Riemann streams have performed exceptionally well, but their design scope was intentionally limited. Users consistently request:

  • Consistent behavior with respect to time intervals
  • Persisting stream state across reloads and process restarts
  • Replicating streams across multiple nodes

These suggest:

  • Streams should be atomically coerceable to data structures for storage and exchange between nodes.

  • Streams need globally unique identifiers so we can handle multiple streams feeding into the same child stream.

  • Streams should be deterministic functions of their input events, instead of depending on wall-clock time.

  • Streams should be as pure as possible–side effect should be explicitly identified and controlled for distribution and replayability.

And we wish to preserve:

  • Performance: tens of millions of events per second is nice.

  • Implicit parallelism: it’s easy to get determinism in a single thread, but we can and should do better.

  • The existing stream syntax, including macros like (by).

Useful existing assumptions:

  • Events are roughly time-ordered, and we have no problem rejecting events that appear too far outside our latency window.

New assumptions:

  • Events are uniquely identified by host, service, time, seq identifiers.

  • Events are deterministically partitioned into time windows. Windows are monotonically advancing; all streams see windows in strictly sequential order.

Ideas on Time

Peter Alvaro has convinced me of the obvious (lol) idea that a distributed stream processor must have some way to seal the events–to tell when a given stream has seen all inputs for a particular interval, so that it can in turn send state downstream.

Presently, sealing is performed as a global side effect from the riemann.time scheduler, which causes weird latency anomalies–for instance, chaining 3 windows together introduces 3x window latency, and if multiple streams are recombined we’ll happily interleave events from different times. Also, this fucks with determinism.

I think the right move is to thread sealing information through the same paths that connect streams to one another, but this introduces a new problem. Right now, Riemann streams only have links to their children, not their parents. In order for a stream to know it’s received all its inputs, it must know how many producers are sending it messages.

We could do this by sending an ‘initiation pulse’ through the topology, where each parent informs its child that it exists. Happily, producer relationships are local, not global: a stream only has to know about its immediate producers.

A difficulty: (by) creates producers dynamically. I THINK this is the only place where Riemann topologies shift at runtime.

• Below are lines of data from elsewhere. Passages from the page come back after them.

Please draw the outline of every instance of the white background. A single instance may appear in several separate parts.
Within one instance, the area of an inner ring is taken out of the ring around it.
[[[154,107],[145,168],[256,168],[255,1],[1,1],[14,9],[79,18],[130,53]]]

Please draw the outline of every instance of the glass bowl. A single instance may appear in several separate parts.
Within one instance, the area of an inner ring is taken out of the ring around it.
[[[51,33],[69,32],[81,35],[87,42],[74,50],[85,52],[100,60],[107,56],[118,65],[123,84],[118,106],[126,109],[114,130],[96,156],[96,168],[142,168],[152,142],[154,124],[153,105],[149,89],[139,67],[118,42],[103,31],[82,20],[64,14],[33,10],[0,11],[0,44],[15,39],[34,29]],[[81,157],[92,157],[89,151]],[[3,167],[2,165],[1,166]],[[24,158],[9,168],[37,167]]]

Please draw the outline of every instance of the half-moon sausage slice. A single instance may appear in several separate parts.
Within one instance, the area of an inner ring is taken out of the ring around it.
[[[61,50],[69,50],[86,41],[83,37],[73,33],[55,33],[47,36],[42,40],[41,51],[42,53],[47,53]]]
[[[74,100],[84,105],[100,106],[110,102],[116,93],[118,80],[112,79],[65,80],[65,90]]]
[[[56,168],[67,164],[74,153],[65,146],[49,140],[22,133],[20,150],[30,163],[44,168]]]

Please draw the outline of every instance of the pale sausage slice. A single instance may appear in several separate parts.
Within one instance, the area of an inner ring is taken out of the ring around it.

Can we figure out a solution that works for (by)?

A specific case: (by) has one child stream c0, which has events for the current window w0. (by) receives an event e which creates a new child stream c0. All child streams unify at a final stream f.

  /--- c0 ---\
by            f
  \--- c1 ---/

Case 1: e falls in w0. Create child c1 and inform it that the current window is w0. c1 sends an initiation pulse for w0 to f, causing f to increment its producer count for w0. If by can only seal w0 once c1’s initiation pulse has completely propagated, f will not seal w0 until c1 has had a chance to forward its w0 events to f as well.

Case 2: e falls in w1. Seal w0 and inform c0 as usual. Move to window w1, create c1 and proceed as in Case 1.

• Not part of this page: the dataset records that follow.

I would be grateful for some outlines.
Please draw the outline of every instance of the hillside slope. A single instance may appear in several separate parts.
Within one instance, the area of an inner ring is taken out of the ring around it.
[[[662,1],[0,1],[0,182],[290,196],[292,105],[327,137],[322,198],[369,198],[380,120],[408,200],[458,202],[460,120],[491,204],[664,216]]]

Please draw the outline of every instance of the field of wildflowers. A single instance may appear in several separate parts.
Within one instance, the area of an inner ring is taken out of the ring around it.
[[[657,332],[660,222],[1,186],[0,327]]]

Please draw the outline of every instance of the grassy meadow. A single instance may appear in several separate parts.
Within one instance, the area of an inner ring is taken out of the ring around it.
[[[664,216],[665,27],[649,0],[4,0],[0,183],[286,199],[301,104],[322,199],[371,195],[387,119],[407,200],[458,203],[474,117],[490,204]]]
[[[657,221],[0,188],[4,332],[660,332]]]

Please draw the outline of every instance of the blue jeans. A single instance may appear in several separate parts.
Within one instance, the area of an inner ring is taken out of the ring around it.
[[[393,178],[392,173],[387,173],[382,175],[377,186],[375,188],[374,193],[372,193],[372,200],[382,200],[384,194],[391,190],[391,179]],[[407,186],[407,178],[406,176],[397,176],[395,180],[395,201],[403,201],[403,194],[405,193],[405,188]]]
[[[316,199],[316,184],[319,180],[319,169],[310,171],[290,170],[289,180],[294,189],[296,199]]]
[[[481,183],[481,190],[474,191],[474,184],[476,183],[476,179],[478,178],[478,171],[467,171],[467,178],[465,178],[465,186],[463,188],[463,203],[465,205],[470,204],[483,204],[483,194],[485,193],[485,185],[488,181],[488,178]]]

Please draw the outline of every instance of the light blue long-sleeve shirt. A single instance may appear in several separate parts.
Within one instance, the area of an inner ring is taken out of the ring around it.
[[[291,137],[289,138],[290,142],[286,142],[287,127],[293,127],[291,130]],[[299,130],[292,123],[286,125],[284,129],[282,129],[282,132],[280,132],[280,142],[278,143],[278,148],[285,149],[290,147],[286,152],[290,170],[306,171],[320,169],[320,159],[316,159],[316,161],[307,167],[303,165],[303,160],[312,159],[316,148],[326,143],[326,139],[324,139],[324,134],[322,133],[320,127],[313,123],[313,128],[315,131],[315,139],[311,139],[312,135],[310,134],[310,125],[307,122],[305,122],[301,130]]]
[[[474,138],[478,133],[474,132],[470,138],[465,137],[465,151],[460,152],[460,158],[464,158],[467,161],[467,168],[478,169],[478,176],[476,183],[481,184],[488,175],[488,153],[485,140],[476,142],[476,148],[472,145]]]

Implication: initiation and sealing pulses require synchronous acknowledgement–we have to wait for the initiation to propagate all the way downstream to make sure that every downstream node is aware of its new producer. It’s fine to emit events concurrently (cuz the stream may be able to do parallel processing) so long as sealing is strictly ordered.

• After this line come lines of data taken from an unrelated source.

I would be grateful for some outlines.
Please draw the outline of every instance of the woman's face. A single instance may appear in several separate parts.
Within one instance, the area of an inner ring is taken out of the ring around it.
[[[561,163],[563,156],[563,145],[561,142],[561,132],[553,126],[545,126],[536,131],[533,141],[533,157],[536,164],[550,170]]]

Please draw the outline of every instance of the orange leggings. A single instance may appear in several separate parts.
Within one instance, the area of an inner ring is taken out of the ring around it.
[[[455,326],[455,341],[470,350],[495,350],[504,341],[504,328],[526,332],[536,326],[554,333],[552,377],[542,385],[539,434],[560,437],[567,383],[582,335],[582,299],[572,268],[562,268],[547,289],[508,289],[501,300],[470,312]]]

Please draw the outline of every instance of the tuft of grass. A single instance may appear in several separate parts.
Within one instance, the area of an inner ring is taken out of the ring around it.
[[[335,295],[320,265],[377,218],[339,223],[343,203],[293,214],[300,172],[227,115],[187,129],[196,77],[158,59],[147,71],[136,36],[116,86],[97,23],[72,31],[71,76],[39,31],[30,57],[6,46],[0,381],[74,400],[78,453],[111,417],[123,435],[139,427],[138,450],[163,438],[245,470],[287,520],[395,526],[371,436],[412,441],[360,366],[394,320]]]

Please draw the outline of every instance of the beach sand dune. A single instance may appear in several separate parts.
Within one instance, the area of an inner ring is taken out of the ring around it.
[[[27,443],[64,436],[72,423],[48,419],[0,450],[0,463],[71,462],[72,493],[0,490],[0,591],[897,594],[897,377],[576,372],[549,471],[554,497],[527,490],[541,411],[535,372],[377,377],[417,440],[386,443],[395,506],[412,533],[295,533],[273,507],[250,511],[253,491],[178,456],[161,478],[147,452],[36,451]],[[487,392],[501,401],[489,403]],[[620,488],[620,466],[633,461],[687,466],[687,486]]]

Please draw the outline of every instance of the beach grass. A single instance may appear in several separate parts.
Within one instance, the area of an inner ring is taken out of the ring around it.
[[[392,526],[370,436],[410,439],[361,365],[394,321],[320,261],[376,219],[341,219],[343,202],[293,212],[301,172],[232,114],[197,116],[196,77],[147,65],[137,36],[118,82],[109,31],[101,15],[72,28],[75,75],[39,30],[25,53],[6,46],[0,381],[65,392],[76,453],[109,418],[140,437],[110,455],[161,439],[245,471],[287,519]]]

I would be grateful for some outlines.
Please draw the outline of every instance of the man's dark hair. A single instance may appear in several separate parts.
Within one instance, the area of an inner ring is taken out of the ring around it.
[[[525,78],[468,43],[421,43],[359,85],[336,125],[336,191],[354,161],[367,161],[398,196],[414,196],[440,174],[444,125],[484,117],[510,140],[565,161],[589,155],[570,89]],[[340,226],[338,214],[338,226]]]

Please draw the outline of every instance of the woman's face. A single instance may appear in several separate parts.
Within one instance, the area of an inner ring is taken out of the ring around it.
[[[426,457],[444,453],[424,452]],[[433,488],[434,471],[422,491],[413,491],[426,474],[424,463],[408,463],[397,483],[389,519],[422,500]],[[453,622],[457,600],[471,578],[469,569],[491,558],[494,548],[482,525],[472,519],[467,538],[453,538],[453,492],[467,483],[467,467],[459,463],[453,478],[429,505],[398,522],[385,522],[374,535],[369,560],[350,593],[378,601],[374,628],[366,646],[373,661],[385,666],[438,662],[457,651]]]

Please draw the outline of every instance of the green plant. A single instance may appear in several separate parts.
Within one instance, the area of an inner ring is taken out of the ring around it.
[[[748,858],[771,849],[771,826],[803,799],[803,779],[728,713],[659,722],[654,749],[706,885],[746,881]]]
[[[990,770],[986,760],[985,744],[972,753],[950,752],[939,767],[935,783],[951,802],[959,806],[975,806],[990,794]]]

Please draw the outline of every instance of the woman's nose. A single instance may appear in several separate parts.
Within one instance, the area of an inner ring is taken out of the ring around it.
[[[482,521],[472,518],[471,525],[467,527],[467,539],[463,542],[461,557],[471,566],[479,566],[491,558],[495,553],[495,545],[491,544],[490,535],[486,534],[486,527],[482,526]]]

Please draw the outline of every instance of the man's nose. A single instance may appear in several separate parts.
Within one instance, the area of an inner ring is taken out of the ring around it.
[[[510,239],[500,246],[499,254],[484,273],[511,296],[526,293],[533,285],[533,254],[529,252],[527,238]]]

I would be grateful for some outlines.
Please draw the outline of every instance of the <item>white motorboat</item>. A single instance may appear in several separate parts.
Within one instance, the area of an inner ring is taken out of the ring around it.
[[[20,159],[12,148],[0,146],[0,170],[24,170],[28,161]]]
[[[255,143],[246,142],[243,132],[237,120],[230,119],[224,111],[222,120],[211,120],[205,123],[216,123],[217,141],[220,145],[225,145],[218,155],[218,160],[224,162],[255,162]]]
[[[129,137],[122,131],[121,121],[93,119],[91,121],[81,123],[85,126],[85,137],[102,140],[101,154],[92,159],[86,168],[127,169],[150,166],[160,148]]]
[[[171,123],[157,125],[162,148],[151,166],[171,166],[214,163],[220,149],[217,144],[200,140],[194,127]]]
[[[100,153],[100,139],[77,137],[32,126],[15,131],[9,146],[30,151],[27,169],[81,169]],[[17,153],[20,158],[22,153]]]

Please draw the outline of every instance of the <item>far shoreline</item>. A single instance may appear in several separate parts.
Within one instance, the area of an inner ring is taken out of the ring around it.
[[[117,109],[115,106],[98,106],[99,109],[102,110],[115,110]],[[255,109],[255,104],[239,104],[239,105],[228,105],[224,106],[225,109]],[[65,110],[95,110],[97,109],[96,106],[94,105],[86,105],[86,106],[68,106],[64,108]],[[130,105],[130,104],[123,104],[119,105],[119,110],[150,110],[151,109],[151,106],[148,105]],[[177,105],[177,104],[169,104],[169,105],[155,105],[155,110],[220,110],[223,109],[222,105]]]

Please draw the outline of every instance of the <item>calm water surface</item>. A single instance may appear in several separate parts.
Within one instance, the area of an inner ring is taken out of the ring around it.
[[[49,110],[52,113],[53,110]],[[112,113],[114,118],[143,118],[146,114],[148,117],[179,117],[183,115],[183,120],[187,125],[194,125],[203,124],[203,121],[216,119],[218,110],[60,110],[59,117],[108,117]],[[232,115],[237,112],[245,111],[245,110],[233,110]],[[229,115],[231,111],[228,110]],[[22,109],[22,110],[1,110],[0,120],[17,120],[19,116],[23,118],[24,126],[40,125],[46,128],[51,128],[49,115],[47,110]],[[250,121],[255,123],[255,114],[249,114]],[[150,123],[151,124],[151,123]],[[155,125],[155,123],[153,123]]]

Another implication: Sealing pulses must be ordered w.r.t the event stream. We have to acquire something like a ReaderWriterLock to ensure no threads are operating on our children while we seal them. That means acquiring a readlock on every. single. event. Fuck.

Alternate strategy: queues between everything. We are going for CSP invariants, after all, and that’s what Akka does! That means locks AND allocations and pointer chasing for every event. Fuck no.

Alternate strategy: most configs involve tens of branches. Branches can execute in parallel: we could enforce a single-thread-per-branch rule. When branches recombine, though, we gotta introduce a queue or a lock. Seems less bad. OTOH, if only one thread can ever execute a given stream, we can stop using atoms and move all stream state to volatile mutables, which could dramatically reduce memory barriers. And the initiation pulses tell us when we need locks: if you only have one producer, you don’t need to lock.

If we use queues and enforce strict thread affinity for streams, we could get away with unsynchronized mutables, not just volatile ones.